Les coupes volontaires des membres de l’Opep+ commenceront en mai et dureront jusqu’à la fin de 2023, selon le communiqué saoudien. L’Irak réduira la production de brut de 211 000 b/j, les Émirats arabes unis de 144 000 b/j, le Koweït de 128 000 b/j, le Kazakhstan de 78 000 b/j, l’Algérie de 48 000 b/j et Oman de 40 000 b/j, selon les déclarations de leurs gouvernements respectifs.
Le Brent, la référence du brut, est tombé à un creux proche de 70 dollars le baril à la fin du mois dernier, mais s’est stabilisé la semaine dernière pour revenir juste en dessous de 80 dollars. Le Brent s’est négocié dans une fourchette relativement étroite entre 75 et 90 dollars le baril pendant la majeure partie des six derniers mois.

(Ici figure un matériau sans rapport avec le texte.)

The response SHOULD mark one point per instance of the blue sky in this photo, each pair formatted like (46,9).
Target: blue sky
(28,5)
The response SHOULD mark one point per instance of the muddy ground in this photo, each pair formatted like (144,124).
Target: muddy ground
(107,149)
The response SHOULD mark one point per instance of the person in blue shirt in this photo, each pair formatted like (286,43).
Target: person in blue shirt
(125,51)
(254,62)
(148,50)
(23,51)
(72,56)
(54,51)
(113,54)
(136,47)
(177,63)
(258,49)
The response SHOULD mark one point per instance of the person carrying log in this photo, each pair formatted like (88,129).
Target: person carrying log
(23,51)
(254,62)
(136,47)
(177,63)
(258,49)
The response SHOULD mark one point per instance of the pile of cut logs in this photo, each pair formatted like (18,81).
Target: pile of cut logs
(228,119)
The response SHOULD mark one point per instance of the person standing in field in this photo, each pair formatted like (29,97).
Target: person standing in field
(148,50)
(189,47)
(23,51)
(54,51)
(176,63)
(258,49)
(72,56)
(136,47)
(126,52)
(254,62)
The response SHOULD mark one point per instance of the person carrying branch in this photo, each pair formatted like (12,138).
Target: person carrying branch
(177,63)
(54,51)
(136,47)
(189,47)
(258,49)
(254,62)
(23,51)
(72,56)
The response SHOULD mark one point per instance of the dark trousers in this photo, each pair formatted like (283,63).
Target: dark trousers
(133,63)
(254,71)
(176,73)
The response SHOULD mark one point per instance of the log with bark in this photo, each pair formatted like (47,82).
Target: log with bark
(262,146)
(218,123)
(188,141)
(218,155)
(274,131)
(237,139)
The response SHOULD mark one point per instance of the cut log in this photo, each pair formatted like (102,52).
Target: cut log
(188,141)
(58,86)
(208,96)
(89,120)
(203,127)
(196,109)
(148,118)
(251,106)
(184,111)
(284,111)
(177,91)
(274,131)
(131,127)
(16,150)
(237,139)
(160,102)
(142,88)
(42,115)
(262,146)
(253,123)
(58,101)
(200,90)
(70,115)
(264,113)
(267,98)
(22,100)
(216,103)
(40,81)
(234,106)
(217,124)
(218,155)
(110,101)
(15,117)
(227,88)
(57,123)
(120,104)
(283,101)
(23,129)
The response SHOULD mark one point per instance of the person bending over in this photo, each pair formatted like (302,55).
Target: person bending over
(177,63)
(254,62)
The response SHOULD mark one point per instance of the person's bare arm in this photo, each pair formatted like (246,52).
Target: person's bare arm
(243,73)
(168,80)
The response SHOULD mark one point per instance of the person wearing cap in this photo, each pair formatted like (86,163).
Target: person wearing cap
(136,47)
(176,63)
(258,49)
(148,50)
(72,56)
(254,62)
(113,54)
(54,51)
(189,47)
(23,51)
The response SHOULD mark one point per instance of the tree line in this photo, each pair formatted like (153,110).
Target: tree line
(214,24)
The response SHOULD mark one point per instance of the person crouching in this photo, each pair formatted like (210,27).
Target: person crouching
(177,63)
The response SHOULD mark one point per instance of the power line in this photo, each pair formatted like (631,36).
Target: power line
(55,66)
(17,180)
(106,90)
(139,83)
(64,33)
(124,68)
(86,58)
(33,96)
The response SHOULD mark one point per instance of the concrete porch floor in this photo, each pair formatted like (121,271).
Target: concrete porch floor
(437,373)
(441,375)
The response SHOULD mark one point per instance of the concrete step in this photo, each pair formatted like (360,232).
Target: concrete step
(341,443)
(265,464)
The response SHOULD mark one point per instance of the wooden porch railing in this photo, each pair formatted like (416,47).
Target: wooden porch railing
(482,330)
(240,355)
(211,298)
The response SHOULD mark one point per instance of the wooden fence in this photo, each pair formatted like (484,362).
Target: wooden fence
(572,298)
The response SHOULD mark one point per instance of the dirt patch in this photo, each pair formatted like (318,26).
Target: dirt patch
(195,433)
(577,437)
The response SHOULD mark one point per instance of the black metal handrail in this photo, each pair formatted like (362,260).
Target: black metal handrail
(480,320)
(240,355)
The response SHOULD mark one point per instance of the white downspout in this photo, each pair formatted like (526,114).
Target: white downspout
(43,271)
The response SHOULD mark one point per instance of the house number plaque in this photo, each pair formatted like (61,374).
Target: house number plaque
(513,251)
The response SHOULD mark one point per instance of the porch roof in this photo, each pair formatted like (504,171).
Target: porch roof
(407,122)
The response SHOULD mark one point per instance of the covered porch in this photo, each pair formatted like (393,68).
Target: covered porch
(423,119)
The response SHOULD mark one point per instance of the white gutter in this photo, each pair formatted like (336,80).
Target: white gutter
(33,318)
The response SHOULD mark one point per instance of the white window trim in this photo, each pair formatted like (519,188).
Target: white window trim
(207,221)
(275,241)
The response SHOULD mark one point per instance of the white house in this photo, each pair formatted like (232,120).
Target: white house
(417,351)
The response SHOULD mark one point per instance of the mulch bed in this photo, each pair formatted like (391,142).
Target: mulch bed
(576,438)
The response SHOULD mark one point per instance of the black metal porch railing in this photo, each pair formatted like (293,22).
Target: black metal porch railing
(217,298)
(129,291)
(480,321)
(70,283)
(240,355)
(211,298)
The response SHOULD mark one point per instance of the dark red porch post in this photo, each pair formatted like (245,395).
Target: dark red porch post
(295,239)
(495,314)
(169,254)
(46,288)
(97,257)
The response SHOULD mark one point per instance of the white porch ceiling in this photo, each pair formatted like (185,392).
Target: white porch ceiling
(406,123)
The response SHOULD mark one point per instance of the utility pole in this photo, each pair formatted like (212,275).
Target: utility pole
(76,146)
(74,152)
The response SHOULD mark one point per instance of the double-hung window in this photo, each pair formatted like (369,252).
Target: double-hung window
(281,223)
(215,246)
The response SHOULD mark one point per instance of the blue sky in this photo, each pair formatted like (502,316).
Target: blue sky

Malgré la liquidation du mois dernier, de nombreux commerçants prévoyaient des prix plus élevés plus tard cette année, alors que l’offre devrait être inférieure à la demande alors que l’économie chinoise rouvrira complètement ses restrictions liées à Covid.
Le ministre saoudien de l’énergie, le prince Abdulaziz bin Salman, demi-frère du premier ministre et prince héritier Mohammed bin Salman, a affirmé que le monde sous-investissait dans l’approvisionnement en pétrole. Le royaume dépend des revenus pétroliers pour financer l’ambitieux programme de réforme économique du prince Mohammed.